The governor of the Bank of Japan warns that the conflict in Iran could severely impact the economy and diminish prospects for a rate hike in March.
Bank of Japan Governor Haruhiko Kuroda warned that the Middle East conflict could have a significant impact on the Japanese economy.
Bank of Japan Governor Haruhiko Kuroda warned that the conflict in the Middle East could have a significant impact on the Japanese economy. His remarks may strengthen investors' expectations that the authorities will maintain policy stability when they meet later this month. As the war between the US and Iran ripples through the region, Kuroda promised to closely monitor developments. With countries around the world responding to the conflict that US President Trump has suggested could last for weeks, oil and gas prices have soared. Kuroda's cautious stance indicates that he does not intend to raise interest rates when the central bank announces its policy decision on March 19.

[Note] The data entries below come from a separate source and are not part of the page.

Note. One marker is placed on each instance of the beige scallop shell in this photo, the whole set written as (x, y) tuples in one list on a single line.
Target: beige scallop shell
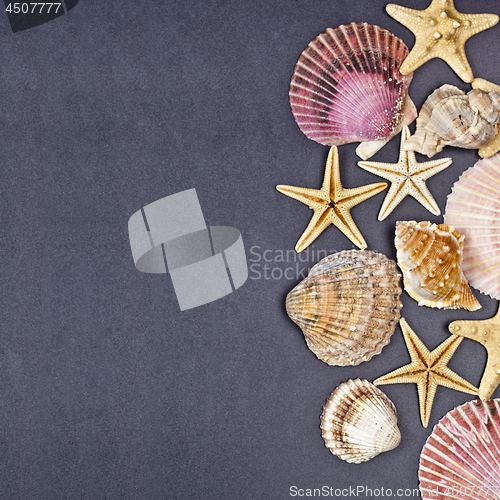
[(430, 257), (348, 306), (359, 421), (451, 117)]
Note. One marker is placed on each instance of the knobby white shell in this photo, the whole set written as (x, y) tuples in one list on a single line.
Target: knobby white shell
[(359, 421)]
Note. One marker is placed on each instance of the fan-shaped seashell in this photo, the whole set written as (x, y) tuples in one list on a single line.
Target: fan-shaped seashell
[(359, 421), (430, 257), (347, 87), (348, 306), (451, 117), (461, 458), (473, 207)]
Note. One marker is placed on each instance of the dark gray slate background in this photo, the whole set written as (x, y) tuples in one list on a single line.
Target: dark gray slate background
[(107, 389)]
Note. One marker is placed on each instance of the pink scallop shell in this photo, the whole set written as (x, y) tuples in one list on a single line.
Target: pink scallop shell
[(461, 458), (347, 87), (473, 208)]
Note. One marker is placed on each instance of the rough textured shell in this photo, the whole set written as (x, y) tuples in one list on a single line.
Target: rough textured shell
[(430, 257), (347, 87), (451, 117), (348, 306), (473, 207), (359, 421), (461, 458)]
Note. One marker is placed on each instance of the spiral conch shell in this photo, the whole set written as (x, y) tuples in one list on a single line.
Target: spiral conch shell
[(451, 117), (359, 422), (348, 306), (430, 257)]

Kuroda said on Wednesday in response to questions in parliament: "Depending on how events unfold in the future, this could have a significant impact on the global economy and the Japanese economy through channels such as crude oil and other energy prices, as well as international financial markets. I cannot make any specific judgments at this time. We will continue to closely monitor the developments in the Middle East and their impact on the domestic and international economy and financial markets."
Despite the Bank of Japan closely monitoring the Iran conflict, Kuroda also reiterated the central bank's position that it would be appropriate to raise the benchmark interest rate if the quarterly updated economic outlook becomes reality.

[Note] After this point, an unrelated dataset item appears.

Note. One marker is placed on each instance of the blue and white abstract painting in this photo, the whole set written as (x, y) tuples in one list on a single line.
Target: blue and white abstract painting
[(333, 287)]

According to pricing in the overnight indexed swap market, traders believe there is about a 6% chance that the Bank of Japan will raise its policy rate from 0.75% this month, and if the April meeting is considered, the probability will jump to around 60%.
Kuroda listed some potential impacts that the Middle East conflict could have on the Japanese economy. Rising oil prices could depress the economy through worsening trade conditions, thus suppressing inflation trends. Conversely, if oil prices continue to rise, it could push up potential inflation by raising inflation expectations.

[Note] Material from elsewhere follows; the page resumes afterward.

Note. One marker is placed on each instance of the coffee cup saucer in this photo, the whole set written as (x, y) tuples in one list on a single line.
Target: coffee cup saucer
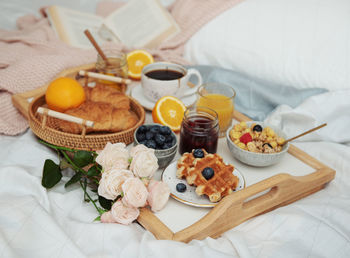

Japan is heavily reliant on imported fuel, making its economy highly vulnerable to rising oil prices. Rising oil prices will exacerbate inflationary pressures caused by the weak yen, as a weak yen will push up the cost of importing raw materials. According to data from the Ministry of Economy, Trade and Industry in Japan, Japan's dependence on Middle Eastern oil has hovered around 90%, reaching 95.1% in January. Most of this oil is transported to Japan through the Strait of Hormuz.
These remarks highlight the challenges the Bank of Japan faces in determining the timing of the next rate hike, as uncertainty from the Middle East conflict casts a shadow over the fragile economic outlook. When asked if the conditions for another rate hike were met, Kuroda said: "If the economic and price trends are consistent with the median of our quarterly forecasts, we will continue to raise interest rates."
Regarding the recent decline of the yen, Kuroda said that the Bank of Japan is "very carefully" analyzing the impact that exchange rate fluctuations could have on inflation, as companies are more inclined to pass on the increased import costs resulting from a weak yen to consumers. He also stated that Japan needs a significant increase in wages to sustainably and stably achieve the 2% inflation target.
Kuroda said, "The Bank of Japan cannot exert too much influence on actual wage growth," as actual wage growth mainly depends on medium to long-term labor productivity.